ShotSpotter, a company that uses audio sensors to pinpoint gunshots, released new data Tuesday showing a median reduction in gunfire rates of 28.8 percent from 2013 to 2014 in cities that use the technology. In Oakland, the company's data shows a decline in gunfire incidents of 26.1 percent.
"We still have way too much gun violence," said Ralph Clark, CEO of ShotSpotter. "I think it's good news we're seeing declines. We like to believe we're a part of those declines, but again gun violence is very complicated and you'll never hear our company say we're solely responsible."
Captain Ersie Joyner of the Oakland Police Department said ShotSpotter technology often alerts officers in the field of an incident before 911 calls come in, which in turn gives investigators a jump start investigating gun crimes.
"With that response time, it makes it easier for us to respond and possibly capture someone involved in gunfire," said Capt.

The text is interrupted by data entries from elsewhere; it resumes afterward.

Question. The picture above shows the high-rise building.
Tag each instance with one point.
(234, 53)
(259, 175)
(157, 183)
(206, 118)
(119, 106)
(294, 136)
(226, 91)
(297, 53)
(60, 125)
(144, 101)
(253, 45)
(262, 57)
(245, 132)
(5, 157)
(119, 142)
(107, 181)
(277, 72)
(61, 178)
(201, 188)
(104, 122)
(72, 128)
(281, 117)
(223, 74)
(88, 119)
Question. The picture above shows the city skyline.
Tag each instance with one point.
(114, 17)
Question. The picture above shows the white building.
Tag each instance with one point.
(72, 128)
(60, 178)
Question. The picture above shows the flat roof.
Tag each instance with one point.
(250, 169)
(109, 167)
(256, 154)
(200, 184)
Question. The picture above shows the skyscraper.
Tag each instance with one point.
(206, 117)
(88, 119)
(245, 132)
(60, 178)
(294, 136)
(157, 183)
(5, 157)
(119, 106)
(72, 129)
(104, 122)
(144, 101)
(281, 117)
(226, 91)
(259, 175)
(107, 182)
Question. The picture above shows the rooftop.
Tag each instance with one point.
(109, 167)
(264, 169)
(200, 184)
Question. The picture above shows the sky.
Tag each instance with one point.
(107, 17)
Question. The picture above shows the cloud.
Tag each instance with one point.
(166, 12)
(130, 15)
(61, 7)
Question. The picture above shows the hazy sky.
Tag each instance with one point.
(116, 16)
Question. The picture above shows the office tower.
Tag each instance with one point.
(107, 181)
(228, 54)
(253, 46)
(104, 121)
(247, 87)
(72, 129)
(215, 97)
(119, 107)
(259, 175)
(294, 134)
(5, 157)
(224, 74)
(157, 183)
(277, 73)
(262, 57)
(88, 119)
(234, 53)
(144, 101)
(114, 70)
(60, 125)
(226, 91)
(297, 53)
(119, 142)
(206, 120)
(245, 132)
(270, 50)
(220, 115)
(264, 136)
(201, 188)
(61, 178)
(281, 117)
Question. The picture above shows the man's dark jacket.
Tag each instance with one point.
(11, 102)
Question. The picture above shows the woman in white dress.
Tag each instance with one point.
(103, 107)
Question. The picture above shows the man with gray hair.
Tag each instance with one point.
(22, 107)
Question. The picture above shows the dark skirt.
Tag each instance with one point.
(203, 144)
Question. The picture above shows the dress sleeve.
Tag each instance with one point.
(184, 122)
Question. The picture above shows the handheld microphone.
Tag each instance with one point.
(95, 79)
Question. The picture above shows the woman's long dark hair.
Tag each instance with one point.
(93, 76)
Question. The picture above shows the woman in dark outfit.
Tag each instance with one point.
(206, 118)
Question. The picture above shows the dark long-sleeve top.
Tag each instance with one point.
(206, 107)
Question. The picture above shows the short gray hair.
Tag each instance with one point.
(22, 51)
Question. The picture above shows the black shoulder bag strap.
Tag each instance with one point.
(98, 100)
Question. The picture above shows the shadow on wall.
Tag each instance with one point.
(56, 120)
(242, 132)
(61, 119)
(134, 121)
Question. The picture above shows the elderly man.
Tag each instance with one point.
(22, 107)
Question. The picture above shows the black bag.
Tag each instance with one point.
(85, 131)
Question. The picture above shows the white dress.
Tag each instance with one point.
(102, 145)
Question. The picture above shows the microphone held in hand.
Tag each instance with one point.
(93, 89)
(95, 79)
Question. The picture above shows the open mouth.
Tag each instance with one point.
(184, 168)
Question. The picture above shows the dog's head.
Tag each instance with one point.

Joyner.
Joyner said violent crime in Oakland has declined over the past two years.
Some East Bay residents had questions about privacy.
"It's great if it can just hear gunshots," said Eric Havian, of Piedmont. "But if it can hear people's conversations and record things like ,that, then I would have some concerns about it."
Clark said ShotSpotter doesn't record conversations, and the snippet of recording provided to officers is only two to three seconds before and after the sound of gunfire. He added the recordings are kept only for a short time.
"They're designed to detect on impulsive noises, so to the extent which -- our sensors are installed 30-feet up in the air typically – whatever they can hear they can hear, but they forget about it within two to three days."
ShotSpotter data also shows the most dangerous hour of the week is Friday between 2 a.m. and 3 a.m.